4. Practical Considerations for Claude Code
Hypothetical Hook Implementation
# pre-prompt-hook.sh (EXPERIMENTAL)
#!/bin/bash
# Double the prompt for Sonnet/Haiku
if [[ "$CLAUDE_MODEL" != "opus"* ]]; then
echo "${1}
---
(Repeated for accuracy)
${1}"
else
echo "$1"
fi
Problems with This Approach
- No API access to modify prompts in Claude Code - hooks can't intercept user input
- Would need SDK-level changes - not a user-configurable feature
- Cost doubling - doubles input tokens, may offset any accuracy gains
- Context bloat - directly contradicts the guide's context hygiene principles
5. Evaluation Matrix
| Criterion | Score | Notes |
|---|---|---|
| Validity | 3/5 | Google Research paper, but no replications yet |
| Applicability to Claude Code | 2/5 | Relevant only to Sonnet/Haiku, not implementable by users |
| Community Adoption | 1/5 | Zero adoption, zero discussion |
| Practical Implementation | 1/5 | Can't intercept prompts in Claude Code |
| Cost/Benefit | 2/5 | 2x input tokens for uncertain gain |
| Documentation Value | 2/5 | Too niche, too experimental |
6. Recommendation
Score: 2/5 - DO NOT INTEGRATE
Rationale
-
Wrong target: The technique targets non-reasoning LLMs, but Claude Code's complex tasks already use Opus (with thinking).
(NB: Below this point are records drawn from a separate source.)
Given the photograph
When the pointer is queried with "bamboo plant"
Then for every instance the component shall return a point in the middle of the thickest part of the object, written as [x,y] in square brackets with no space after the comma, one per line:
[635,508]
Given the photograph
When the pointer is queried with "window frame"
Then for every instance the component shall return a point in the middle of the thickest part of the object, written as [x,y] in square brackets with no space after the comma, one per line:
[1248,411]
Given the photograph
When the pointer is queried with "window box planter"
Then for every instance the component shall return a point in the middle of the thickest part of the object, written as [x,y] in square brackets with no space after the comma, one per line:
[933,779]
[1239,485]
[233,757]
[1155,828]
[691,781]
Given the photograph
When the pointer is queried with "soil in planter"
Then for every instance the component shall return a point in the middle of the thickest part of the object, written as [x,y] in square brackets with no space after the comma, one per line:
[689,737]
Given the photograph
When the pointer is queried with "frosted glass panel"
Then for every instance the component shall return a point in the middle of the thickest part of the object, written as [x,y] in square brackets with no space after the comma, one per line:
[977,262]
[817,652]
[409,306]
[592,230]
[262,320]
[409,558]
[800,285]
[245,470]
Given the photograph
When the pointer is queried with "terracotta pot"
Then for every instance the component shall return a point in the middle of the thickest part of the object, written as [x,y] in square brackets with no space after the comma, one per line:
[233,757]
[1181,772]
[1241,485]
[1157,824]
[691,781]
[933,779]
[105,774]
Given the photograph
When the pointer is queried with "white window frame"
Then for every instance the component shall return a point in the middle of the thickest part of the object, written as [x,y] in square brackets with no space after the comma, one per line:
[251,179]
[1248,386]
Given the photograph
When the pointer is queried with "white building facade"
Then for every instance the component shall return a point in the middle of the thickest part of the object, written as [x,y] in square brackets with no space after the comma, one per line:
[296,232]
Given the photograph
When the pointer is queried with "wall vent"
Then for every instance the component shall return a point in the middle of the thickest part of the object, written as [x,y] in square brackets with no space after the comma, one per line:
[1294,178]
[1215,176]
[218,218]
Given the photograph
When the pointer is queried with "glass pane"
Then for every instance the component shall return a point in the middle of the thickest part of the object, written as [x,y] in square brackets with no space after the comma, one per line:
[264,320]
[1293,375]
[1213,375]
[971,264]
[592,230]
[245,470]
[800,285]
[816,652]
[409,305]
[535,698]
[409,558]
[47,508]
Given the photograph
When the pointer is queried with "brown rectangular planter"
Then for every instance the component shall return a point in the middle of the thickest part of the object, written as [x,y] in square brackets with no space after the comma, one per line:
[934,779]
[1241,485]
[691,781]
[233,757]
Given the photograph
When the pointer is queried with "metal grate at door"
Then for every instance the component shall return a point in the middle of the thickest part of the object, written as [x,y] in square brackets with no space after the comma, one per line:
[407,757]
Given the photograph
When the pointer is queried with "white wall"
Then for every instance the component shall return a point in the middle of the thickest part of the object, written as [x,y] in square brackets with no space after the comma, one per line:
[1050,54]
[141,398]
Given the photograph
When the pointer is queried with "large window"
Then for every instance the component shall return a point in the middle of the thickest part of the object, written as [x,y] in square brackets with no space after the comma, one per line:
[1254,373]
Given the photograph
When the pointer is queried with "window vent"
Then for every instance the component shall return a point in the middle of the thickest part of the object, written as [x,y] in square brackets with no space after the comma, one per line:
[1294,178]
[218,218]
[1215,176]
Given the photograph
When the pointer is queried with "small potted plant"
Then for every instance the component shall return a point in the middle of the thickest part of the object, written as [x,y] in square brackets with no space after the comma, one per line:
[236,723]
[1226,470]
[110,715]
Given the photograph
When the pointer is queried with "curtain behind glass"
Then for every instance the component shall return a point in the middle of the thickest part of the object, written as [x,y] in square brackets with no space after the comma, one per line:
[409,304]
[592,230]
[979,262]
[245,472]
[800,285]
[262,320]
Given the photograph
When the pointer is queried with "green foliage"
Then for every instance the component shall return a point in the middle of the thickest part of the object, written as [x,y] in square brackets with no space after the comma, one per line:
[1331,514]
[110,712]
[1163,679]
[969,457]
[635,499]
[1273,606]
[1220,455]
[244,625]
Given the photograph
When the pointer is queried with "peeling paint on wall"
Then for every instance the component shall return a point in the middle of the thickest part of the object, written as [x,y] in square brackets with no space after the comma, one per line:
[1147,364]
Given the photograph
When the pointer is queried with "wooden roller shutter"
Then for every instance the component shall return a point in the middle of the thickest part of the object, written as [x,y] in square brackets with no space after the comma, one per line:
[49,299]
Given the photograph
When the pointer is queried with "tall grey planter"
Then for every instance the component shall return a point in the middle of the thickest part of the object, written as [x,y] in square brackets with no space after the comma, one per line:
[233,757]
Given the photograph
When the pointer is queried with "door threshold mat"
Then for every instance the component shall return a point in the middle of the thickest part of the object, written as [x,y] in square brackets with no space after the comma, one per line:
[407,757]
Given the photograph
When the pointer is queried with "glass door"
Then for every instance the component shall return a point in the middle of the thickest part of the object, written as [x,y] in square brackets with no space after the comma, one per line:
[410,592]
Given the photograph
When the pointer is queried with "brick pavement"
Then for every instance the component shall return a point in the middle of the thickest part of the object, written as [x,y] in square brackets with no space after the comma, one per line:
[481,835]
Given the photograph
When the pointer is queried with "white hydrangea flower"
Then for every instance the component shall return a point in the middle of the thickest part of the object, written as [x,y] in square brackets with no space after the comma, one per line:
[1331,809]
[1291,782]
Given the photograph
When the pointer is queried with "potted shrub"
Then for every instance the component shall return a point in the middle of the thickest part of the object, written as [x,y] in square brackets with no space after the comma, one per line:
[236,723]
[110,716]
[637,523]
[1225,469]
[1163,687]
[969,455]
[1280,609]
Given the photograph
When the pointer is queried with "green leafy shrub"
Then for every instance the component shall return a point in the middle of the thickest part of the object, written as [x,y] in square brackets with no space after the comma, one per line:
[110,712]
Simple tasks on Sonnet/Haiku don't need accuracy optimization - they need speed.
-
Not user-implementable: Users can't intercept their own prompts in Claude Code. This would require SDK changes, not documentation.
-
Zero validation: No replications, no community adoption, no real-world usage reports after 5 weeks.
-
Cost-prohibitive: Doubling input tokens contradicts Claude Code's emphasis on context efficiency and cost management.
-
Niche application: Even if valid, it only helps on specific benchmark-style tasks (multiple choice, math) - not the open-ended coding tasks Claude Code handles.
What Could Change This
- Independent replications with Claude Sonnet 4
- Real-world adoption reports from Claude Code users
- Anthropic acknowledgment or integration
- Evidence that accuracy gains outweigh 2x input cost
Alternative Recommendation
If users want better accuracy on Sonnet:
- Use OpusPlan (Opus for planning, Sonnet for execution) - already documented
- Switch to Opus for critical decisions - already documented
- Use structured prompting (XML tags) - already documented
These are proven techniques in the guide that don't double costs.
7. Files to NOT Update
guide/ultimate-guide.md- No integrationexamples/hooks/- No experimental hookmachine-readable/reference.yaml- No reference
8. Archive Decision
Action: Keep this evaluation in claudedocs/resource-evaluations/ for future reference.
If the paper gains traction (citations, replications, Anthropic mention), re-evaluate in Q2 2026.